INVERSI.ID – Komisi Perlindungan Anak Indonesia (KPAI) mencatat sebanyak 2.031 kasus pelanggaran hak anak terjadi sepanjang tahun 2025, dengan total korban mencapai 2.063 anak.
“Angka ini mengalami kenaikan dibandingkan tahun sebelumnya, sekitar 2-3 persen,” kata Wakil Ketua KPAI Jasra Putra dalam konferensi pers Laporan Akhir Tahun (LAT) 2025 di kantor KPAI, Jakarta, Kamis (15/1).
Mayoritas laporan tersebut berasal dari 1.508 warga yang memanfaatkan layanan pengaduan KPAI, dengan sebagian besar disampaikan melalui kanal daring.
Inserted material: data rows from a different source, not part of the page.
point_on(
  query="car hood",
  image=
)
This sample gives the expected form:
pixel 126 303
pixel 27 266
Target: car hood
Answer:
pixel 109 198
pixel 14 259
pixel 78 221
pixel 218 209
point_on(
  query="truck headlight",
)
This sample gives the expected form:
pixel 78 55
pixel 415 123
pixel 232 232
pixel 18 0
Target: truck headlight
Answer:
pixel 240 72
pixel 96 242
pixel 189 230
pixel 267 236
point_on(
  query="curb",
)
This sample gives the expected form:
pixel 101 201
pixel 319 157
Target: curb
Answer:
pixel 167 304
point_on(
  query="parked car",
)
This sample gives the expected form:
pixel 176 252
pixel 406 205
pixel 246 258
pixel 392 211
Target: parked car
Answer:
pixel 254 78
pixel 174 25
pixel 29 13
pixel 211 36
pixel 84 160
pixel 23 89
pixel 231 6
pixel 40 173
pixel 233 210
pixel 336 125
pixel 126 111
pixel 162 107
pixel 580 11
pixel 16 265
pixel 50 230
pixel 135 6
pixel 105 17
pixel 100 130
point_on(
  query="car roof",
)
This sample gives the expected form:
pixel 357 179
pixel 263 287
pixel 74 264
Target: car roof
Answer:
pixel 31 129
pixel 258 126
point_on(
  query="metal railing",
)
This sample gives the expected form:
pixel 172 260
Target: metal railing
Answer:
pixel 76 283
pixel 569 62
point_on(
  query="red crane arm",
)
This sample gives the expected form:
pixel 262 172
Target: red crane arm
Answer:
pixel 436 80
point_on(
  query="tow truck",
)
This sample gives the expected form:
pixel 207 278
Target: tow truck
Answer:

Dominasi Kasus di Lingkungan Keluarga
Berdasarkan data KPAI, korban pelanggaran hak anak terdiri atas 51,5 persen anak perempuan, 47,6 persen anak laki-laki, dan 0,9 persen dengan jenis kelamin yang tidak tercantum.
Jasra Putra menyebutkan, angka pelanggaran tersebut menjadi gambaran kondisi sistem perlindungan anak di Indonesia saat ini.
“Temuan memprihatinkan menunjukkan bahwa lingkungan keluarga dan pengasuhan alternatif menjadi sektor dengan aduan tertinggi,” ujarnya.
Dalam pemetaan pelaku, ayah kandung tercatat menyumbang 9 persen kasus, sementara ibu kandung berada di angka 8,2 persen. Pelaku lainnya berasal dari lingkungan sekolah dan pihak lain di luar keluarga.
Pelaporan Masih Lemah
KPAI juga menyoroti tingginya kasus dengan identitas pelaku yang tidak disebutkan.
“Kemudian terdapat 66,3 persen kasus di mana identitas pelaku tidak disebutkan, yang mengindikasikan masih lemahnya detil pelaporan serta rendahnya keberanian korban atau keluarga untuk mengungkap pelaku yang sebenarnya,” kata Jasra Putra.
Berdasarkan jenis pelanggaran, laporan terbanyak masih didominasi kasus yang terjadi di lingkungan keluarga dan pengasuhan alternatif. Kondisi ini mencerminkan kerentanan sistem pengasuhan anak di tingkat keluarga.
Selain itu, pengaduan terkait kekerasan fisik dan atau psikis, kekerasan seksual, serta permasalahan di lingkungan pendidikan masih menjadi isu utama yang dilaporkan masyarakat.
Ancaman Kejahatan Digital
Di sisi lain, KPAI mencatat meskipun jumlahnya belum sebesar pelanggaran konvensional, kejahatan digital atau daring terhadap anak menunjukkan tren yang mengkhawatirkan.
Peningkatan akses anak terhadap ruang digital tanpa perlindungan memadai dinilai berpotensi memperbesar risiko pelanggaran hak anak di masa mendatang, sehingga membutuhkan perhatian dan langkah pencegahan yang lebih serius dari seluruh pihak.